A estranha me encarou com olhos curiosos, em silêncio. Então respondeu com o vislumbre de um sorriso, achando engraçado o meu óbvio constrangimento:

“E qual o problema? Ela encontra um jeito de ser doce mesmo na sua amargura.” Esticando um gomo para mim, disse: “Prove.”

Lentamente me aproximei e peguei o pedaço da fruta em minha mãos, experimentei. Não era doce, nem amargo, mas um equilíbrio entre as duas coisas. Finalmente me virei e encarei a vista. Era espetacular. Costumava passar correndo por aquelas ruas, tão escravo da rotina que nem chegava a reparar na beleza de tudo aquilo. A menina cortou o silêncio:

“Gosto daqui porque me faz refletir sobre a vida.”

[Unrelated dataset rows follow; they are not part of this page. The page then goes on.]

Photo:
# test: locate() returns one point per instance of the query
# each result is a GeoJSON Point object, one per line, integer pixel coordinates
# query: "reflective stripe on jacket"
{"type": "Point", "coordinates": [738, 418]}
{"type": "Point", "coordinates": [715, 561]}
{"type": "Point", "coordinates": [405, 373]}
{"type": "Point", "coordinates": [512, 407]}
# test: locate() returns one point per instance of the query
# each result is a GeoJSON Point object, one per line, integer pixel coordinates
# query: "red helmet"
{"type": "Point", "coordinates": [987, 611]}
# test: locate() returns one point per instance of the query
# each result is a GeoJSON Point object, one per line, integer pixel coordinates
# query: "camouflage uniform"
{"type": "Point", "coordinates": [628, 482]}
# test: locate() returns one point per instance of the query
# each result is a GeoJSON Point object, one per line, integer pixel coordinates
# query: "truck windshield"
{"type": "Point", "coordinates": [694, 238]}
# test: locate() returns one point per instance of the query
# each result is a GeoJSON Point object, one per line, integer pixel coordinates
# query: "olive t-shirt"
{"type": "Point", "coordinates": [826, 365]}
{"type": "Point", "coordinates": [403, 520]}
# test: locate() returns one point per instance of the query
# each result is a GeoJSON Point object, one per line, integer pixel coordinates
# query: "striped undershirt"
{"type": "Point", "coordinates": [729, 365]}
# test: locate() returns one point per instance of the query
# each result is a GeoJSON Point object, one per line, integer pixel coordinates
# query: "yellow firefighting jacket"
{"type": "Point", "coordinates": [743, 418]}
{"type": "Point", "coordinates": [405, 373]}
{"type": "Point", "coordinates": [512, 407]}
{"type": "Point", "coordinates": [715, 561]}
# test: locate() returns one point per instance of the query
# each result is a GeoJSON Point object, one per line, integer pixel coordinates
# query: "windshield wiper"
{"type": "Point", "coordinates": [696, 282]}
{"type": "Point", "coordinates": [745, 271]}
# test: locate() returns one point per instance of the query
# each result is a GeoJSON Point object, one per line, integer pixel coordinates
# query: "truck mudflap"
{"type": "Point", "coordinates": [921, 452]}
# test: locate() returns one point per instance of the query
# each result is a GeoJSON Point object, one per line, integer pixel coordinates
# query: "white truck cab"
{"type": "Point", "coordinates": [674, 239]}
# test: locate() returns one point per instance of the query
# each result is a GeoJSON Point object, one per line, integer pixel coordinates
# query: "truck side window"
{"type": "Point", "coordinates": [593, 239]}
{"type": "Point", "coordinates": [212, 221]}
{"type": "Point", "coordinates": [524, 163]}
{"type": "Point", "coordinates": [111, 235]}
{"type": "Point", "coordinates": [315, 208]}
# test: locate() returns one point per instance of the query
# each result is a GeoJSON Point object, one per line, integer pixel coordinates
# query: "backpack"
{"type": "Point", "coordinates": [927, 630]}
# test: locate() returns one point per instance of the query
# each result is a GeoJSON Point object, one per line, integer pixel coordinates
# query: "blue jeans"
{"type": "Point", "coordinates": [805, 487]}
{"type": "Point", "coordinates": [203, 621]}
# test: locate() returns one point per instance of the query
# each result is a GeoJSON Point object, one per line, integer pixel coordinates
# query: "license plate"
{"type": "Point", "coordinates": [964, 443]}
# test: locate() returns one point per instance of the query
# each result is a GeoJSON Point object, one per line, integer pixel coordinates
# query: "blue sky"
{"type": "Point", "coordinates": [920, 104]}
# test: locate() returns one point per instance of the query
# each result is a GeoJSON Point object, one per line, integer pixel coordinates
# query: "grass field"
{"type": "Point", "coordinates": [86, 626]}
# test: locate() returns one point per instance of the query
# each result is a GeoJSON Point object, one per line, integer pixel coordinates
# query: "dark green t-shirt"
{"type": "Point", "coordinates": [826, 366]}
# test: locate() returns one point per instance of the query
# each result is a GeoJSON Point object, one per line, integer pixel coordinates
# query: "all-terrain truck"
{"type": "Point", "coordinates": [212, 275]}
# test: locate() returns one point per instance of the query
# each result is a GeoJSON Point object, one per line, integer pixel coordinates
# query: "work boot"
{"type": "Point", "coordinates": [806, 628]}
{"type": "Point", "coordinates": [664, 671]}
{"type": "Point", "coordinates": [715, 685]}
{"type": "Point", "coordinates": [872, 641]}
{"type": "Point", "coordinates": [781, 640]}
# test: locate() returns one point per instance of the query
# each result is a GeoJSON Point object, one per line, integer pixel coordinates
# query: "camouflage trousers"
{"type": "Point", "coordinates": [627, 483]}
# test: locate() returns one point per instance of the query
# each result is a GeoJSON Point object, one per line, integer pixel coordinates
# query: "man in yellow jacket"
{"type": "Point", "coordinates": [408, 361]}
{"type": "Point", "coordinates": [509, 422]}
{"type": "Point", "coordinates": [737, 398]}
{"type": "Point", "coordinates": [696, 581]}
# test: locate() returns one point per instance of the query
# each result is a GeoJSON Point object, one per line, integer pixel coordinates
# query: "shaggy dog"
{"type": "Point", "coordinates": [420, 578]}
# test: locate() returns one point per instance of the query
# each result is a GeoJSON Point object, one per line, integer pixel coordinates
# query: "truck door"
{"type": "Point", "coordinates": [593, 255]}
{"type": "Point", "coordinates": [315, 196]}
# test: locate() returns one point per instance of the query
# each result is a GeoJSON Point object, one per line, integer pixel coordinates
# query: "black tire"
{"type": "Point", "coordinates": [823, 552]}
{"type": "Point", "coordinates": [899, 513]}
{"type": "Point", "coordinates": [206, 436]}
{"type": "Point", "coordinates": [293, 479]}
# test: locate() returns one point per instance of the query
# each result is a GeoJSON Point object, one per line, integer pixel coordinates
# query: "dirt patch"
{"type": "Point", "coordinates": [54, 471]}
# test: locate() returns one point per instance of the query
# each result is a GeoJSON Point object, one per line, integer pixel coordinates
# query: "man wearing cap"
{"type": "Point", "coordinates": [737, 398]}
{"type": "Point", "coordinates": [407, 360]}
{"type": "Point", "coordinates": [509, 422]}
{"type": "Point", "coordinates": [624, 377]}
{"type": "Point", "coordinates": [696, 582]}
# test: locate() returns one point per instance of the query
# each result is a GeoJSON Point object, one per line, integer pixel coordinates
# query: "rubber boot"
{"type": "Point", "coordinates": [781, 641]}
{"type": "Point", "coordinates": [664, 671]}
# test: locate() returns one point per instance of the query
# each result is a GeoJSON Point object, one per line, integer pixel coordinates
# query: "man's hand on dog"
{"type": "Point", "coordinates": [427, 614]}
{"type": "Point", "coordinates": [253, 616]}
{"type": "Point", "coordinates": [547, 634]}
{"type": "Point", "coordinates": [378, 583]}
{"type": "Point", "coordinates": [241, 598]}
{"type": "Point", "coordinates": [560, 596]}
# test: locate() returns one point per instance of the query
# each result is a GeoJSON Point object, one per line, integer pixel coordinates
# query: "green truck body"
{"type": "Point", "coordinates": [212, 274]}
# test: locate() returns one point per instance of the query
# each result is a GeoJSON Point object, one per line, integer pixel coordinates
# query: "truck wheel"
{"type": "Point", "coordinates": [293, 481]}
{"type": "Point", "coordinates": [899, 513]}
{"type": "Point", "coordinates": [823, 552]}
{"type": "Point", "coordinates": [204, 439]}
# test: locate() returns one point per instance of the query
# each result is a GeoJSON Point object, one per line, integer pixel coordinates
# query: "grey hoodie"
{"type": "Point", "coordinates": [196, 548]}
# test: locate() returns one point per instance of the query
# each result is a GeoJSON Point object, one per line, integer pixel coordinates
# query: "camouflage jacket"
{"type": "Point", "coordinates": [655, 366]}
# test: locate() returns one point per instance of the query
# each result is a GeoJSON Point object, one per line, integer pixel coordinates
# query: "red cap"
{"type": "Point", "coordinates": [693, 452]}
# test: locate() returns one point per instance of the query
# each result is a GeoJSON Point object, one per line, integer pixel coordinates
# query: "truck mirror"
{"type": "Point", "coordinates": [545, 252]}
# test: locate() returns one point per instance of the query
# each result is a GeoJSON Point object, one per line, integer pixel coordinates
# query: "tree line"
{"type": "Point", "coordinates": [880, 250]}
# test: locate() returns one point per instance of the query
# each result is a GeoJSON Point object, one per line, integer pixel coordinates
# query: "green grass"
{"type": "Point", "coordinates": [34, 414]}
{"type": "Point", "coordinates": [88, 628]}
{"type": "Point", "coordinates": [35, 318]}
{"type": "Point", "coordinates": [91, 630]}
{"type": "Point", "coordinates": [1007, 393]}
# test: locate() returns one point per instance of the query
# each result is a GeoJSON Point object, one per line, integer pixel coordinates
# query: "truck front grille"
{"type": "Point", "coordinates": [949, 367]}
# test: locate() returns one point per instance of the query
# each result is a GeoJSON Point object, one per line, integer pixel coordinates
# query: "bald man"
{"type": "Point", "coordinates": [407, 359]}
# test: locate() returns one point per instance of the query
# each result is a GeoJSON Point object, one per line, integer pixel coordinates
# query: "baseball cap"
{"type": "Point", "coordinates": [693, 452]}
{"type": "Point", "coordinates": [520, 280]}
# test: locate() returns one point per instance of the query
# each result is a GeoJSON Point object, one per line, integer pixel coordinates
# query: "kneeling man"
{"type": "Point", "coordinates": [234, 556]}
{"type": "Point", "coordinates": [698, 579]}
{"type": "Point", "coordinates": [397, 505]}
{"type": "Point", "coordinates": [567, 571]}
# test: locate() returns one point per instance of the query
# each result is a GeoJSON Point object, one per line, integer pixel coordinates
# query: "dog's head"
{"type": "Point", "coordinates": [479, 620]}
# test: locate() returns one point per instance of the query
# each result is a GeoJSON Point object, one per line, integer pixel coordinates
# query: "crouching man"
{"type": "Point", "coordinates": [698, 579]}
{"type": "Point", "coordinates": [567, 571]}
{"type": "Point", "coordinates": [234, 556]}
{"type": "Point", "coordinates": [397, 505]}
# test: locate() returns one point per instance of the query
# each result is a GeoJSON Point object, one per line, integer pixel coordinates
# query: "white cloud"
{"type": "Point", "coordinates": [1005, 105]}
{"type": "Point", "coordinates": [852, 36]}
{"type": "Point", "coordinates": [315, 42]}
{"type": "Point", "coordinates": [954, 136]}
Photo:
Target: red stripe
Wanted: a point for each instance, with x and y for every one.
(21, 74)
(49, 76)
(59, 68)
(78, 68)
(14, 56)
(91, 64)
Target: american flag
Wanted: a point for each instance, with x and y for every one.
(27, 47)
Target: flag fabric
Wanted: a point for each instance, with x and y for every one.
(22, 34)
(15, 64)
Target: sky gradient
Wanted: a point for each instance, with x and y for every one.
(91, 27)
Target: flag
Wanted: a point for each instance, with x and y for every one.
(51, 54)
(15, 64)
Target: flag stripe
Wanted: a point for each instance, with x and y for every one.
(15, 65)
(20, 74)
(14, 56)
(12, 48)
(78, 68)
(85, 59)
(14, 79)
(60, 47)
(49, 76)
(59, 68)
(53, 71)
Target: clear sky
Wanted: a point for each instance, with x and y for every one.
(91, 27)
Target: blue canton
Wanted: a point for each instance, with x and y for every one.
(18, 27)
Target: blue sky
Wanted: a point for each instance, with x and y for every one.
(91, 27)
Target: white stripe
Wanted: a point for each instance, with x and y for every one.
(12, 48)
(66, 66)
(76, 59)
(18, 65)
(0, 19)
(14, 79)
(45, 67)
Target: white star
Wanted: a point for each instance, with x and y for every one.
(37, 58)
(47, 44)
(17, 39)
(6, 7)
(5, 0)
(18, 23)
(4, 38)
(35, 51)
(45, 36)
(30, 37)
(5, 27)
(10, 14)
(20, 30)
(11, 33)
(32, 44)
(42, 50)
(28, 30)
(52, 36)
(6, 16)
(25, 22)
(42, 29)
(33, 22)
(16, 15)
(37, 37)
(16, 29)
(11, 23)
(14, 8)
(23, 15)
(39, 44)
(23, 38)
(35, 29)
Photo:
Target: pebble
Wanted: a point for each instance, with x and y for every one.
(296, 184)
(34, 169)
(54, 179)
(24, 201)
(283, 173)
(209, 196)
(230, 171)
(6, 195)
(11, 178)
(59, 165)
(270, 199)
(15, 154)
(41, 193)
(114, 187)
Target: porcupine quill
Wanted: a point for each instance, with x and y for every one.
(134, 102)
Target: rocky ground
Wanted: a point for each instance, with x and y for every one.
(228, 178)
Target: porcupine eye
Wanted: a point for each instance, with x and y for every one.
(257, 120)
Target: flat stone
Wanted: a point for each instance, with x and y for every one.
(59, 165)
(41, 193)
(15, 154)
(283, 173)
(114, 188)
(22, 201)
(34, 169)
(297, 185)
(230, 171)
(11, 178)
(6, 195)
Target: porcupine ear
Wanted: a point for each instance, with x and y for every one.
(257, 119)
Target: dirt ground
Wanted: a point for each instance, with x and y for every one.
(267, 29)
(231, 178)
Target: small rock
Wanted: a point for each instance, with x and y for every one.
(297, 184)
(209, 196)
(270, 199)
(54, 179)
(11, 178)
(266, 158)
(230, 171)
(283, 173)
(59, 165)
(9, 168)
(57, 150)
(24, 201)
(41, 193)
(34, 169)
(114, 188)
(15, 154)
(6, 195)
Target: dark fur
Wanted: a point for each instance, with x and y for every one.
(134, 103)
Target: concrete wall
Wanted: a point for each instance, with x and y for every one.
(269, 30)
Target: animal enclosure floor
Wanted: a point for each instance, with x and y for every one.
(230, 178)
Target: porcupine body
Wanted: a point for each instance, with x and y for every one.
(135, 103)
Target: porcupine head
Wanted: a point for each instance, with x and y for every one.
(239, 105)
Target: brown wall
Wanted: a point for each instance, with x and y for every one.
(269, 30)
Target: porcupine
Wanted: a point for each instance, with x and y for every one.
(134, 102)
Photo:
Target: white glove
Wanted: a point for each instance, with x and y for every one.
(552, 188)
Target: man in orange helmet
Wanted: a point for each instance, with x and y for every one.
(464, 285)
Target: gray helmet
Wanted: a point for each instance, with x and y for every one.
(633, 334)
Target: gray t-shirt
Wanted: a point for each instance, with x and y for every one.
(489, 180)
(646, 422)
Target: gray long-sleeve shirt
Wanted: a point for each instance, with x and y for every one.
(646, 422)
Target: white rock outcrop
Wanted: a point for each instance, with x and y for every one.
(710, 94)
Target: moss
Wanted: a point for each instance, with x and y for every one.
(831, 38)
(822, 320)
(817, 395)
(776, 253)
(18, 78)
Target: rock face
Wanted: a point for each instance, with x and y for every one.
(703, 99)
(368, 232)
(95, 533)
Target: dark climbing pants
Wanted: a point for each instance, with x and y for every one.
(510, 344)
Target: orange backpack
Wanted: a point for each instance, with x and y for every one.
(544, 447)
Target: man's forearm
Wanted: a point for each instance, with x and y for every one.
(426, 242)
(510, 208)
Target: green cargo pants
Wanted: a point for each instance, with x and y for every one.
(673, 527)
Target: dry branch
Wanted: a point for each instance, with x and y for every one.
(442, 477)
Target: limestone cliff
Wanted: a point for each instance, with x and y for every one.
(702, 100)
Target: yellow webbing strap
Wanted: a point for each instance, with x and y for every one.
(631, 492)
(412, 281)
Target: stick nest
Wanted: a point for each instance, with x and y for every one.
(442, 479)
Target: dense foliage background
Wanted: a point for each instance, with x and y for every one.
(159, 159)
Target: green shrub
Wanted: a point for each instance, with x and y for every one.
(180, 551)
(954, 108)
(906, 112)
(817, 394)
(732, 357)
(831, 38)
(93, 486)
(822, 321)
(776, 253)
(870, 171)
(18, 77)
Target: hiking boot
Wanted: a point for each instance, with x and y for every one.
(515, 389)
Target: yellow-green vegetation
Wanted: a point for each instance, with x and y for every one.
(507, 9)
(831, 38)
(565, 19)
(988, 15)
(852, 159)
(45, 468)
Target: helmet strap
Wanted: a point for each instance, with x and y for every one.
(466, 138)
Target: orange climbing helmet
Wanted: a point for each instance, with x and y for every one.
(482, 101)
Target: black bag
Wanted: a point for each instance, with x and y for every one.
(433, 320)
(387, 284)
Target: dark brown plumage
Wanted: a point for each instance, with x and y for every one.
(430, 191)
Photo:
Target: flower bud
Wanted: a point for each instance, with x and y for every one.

Observei os desenhos ao redor dela, a maioria eram paisagens familiares, pareciam retratos da cidade. Lembrando do seu apontamento, questionei:

“Como assim?”

Não sei se foi minha expressão confusa ou alguma lembrança que surgira em sua cabeça, mas ela riu de um jeito tímido e respondeu:

“Podemos enxergar a cidade com um olhar de fora e finalmente apreciar sua beleza. A vida também é assim, às vezes só enxergamos o pior dela porque estamos imersos nessas situações, mas basta nos afastarmos para vermos a beleza em todo resto. Às vezes só precisamos perdoar a amargura e aproveitar o doce.

Então ela se levantou, recolhendo seus desenhos e jogando uma fruta doce-amarga para mim. Antes de sair andando como a dona do mundo, virou-se com um sorriso:

“Volte mais cedo no próximo domingo”. E se foi.

A semana passou rapidamente. Voltei e lá estava ela. Desfrutamos de boas conversas, compartilhamos frutas e até o silêncio um do outro. Na semana seguinte, retornei e na próxima, também. Falamos sobre nossos trabalhos e sobre nossas frustrações. Era fácil e eu sentia falta de algo fácil. Às vezes os minutos pareciam horas e, infelizmente, às vezes as horas é que pareciam minutos. Com o tempo, os dias da semana começaram a passar em um piscar de olhos e o morro não parecia mais difícil de subir, talvez por saber que ela estaria sentada lá esperando por mim.

“Chegou mais cedo hoje.”

“É que pensei que iria chover”.

Nunca estava preparado para dar boas respostas e ela achava graça nisso. E por mais que eu tentasse parecer desinteressado, ela se fazia indiscutivelmente interessante. Seus assuntos eram tão distintos que iam de átomos até o calendário do zodíaco. Às vezes ela era pura subjetividade e às vezes era tão assertiva que até assustava.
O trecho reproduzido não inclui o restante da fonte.